Bound for the Promised Land: Harriet Tubman, Portrait of an American Hero by Kate Clifford Larson

Bound for the Promised Land: Harriet Tubman, Portrait of an American Hero by Kate Clifford Larson

Author:Kate Clifford Larson [Larson, Kate Clifford]
Language: eng
Format: epub
Tags: Biography & Autobiography, Ethnic Studies, Slaves, Social Science, African American Studies, Historical, Slavery, Cultural Heritage, Women Slaves, African American Women, Antislavery Movements, Antislavery Movements - United States - History - 19th Century, Fugitive Slaves - United States, Slaves - United States, Tubman; Harriet, Underground Railroad, Fugitive Slaves
ISBN: 9780345456281
Publisher: One World/Ballantine
Published: 2004-12-28T08:00:00+00:00


By the first of July plans were in the making for an assault on Charleston, under the leadership of General Gillmore, and the regiments in the Port Royal district were mobilized for action. It would be an immense undertaking and a difficult fight. After days of bombardment and combat, Gillmore was certain that the Confederate defenses on Morris Island at Fort Wagner had been debilitated enough for a frontal assault. Others, however, thought the defenses had not been sufficiently damaged and that the Union assault forces would be exposed “like a flock of sheep.”99 On the morning of July 17 the Massachusetts Fifty-fourth, under the command of Colonel Robert Gould Shaw, was called into action and readied for the assault.100 On the evening of the eighteenth they moved into position on the beachhead on Morris Island, opposite Fort Wagner, in preparation for their attack the following morning.

Tubman had followed the regiments up the coast to their positions outside Charleston Harbor.
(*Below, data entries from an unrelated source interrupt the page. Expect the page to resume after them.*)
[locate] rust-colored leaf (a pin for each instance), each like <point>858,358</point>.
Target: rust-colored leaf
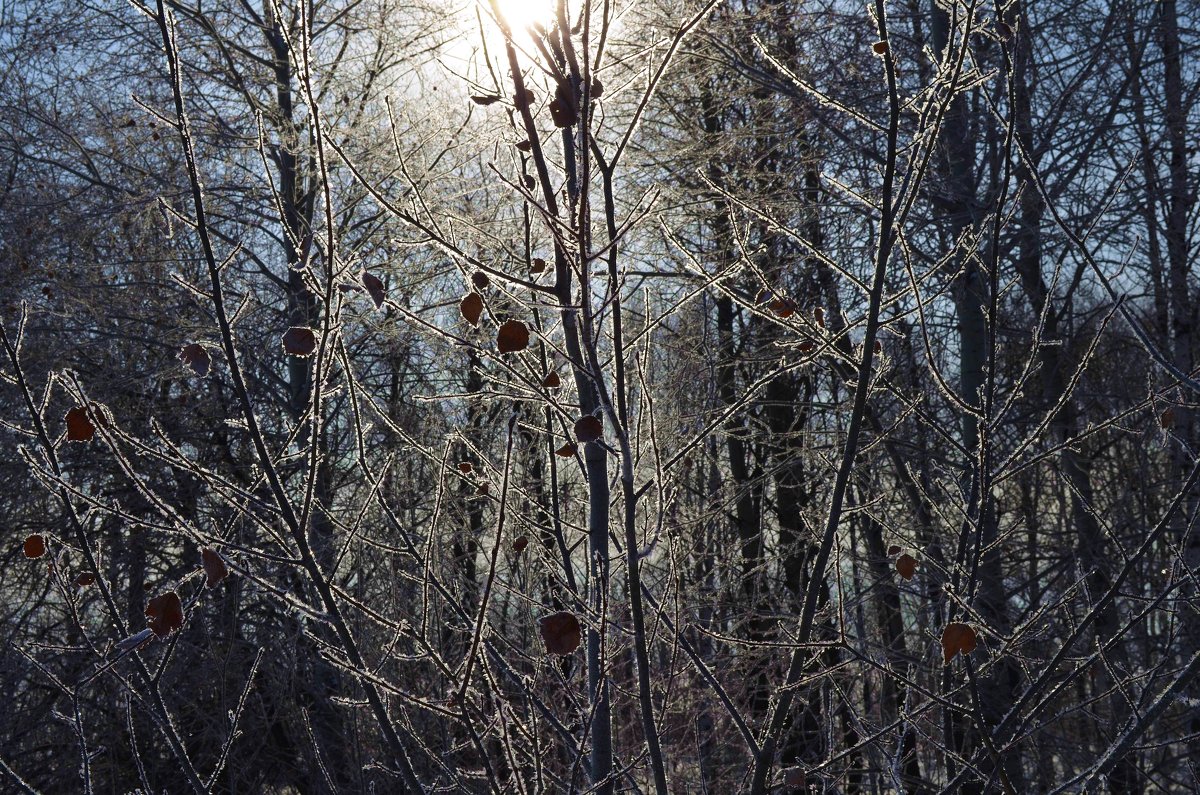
<point>299,341</point>
<point>513,336</point>
<point>588,429</point>
<point>35,547</point>
<point>165,614</point>
<point>561,632</point>
<point>375,288</point>
<point>197,358</point>
<point>958,638</point>
<point>472,308</point>
<point>79,428</point>
<point>215,568</point>
<point>523,100</point>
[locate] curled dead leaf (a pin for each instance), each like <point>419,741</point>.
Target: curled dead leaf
<point>375,288</point>
<point>35,547</point>
<point>299,341</point>
<point>588,429</point>
<point>79,428</point>
<point>561,633</point>
<point>197,358</point>
<point>958,638</point>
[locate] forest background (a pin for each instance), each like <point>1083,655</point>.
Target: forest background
<point>606,395</point>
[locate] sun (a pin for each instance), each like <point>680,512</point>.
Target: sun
<point>525,13</point>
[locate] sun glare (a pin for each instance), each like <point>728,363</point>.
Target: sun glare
<point>523,13</point>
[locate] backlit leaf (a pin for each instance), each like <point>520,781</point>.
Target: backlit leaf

Probably there as a nurse and cook, but perhaps even as a scout, Tubman witnessed the carnage inflicted upon the Fifty-fourth Massachusetts on July 19 at Fort Wagner.101 She later told an interviewer that she served Colonel Shaw his last meal.102 She had probably become quite familiar with Shaw and his regiment since they had arrived in Beaufort six weeks before. Frederick Douglass's two sons, Lewis and Charles, were members of the Fifty-fourth, and Tub-man no doubt knew both young men.103

Tubman's description of that fateful day, as stunning in its poetic form as it was haunting, would long be remembered: “And then we saw the lightning, and that was the guns; and then we heard the thunder, and that was the big guns; and then we heard the rain falling, and that was the drops of blood falling; and when we came to get in the crops, it was the dead that we reaped.”104 Union losses were horrific: 1,515 dead, wounded, missing or captured, compared to only 174 Confederate casualties. The Massachusetts Fifty-fourth was particularly hard hit, with 256 casualties, many of them missing and presumed dead.105

The wounded were transported to Beaufort, where Tubman tended to them. Charles A. Smith, a member of the Fifty-fourth Massachusetts, recalled meeting Tubman at the hospital when she was assigned by Montgomery to provide nursing and comfort to the wounded and dying soldiers felled during the Wagner assault.106 Tubman later recounted the dreadful conditions and the difficult environment in which they had to care for the wounded and ill soldiers:

I'd go to the hospital, I would, early every morning. I'd get a big chunk of ice, I would, and put it in a basin, and fill it with water; then I'd take a sponge and begin. First man I'd come to, I'd thrash away the flies, and they'd rise, they would, like bees round a hive. Then I'd begin to bathe their wounds, and by the time I'd bathed off three or four, the fire and heat would have melted the ice and made the water warm, and it would be as red as clear blood.